По целой бутылке вылили мы под березовые кресты Собику и Семинаристу, хотя последний при жизни уж от одной стопочки начинал заговариваться.

Почти полная луна висела над нашими головами. Из недр ночи доносился далекий и тяжелый гул артиллерии, и земля вокруг нас дрожала, словно вконец усталое животное. Мы стояли у могилы Собика. Первым заплакал Козуб, потом я. Между тем Варецкий — мужик высоченный и крепкий — не обронил ни слезинки. Но голос его дрожал, когда он призывал нас поклясться, что мы вовек этих геройских могил не забудем.
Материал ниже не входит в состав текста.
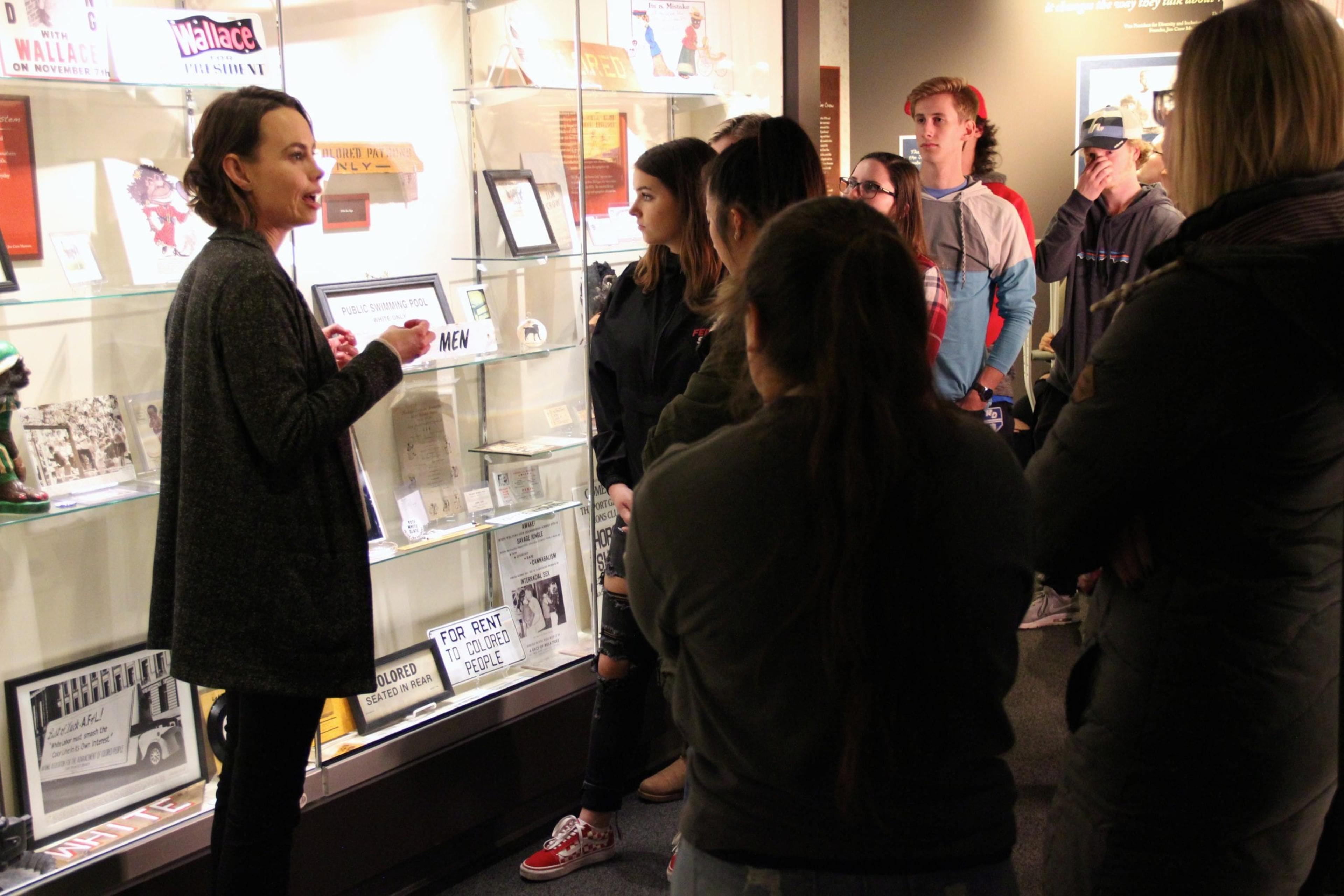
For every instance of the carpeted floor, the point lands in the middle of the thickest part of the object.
(1037, 706)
И мы дали такой обет все трое, клянясь всем, чем дорожили: своим солдатским счастьем, что будем каждый год возвращаться сюда, пока живы и пока хватит сил, о чем забыли, пожалуй, через месяц, если не раньше, — на иных кладбищах и у иных могил.

Но тогда Варецкий, обращаясь к могилам сержанта и Семинариста, говорил долго и витиевато, стуча себя в грудь и мешая скорбные слова с матерными. Под конец мы исполнили для усопших несколько задушевных песен и, когда луна зашла за лес, повернули назад, к живым, в свое расположение, шагая в молчании и тихой грусти.

Ночевать предстояло в одной из двух огромных барских конюшен, и все хорошие места были уже заняты. От лошадей здесь остался только терпкий запах навоза и пота. Мы с Козубом малость осоловели, и Варецкий затолкал нас в огромные ясли и уложил на доски, едва прикрытые соломой, а сам отправился по своим делам: разыскивать в бараках для дворни дородную, но еще молодую и аппетитную бабенку, с которой уговорился днем.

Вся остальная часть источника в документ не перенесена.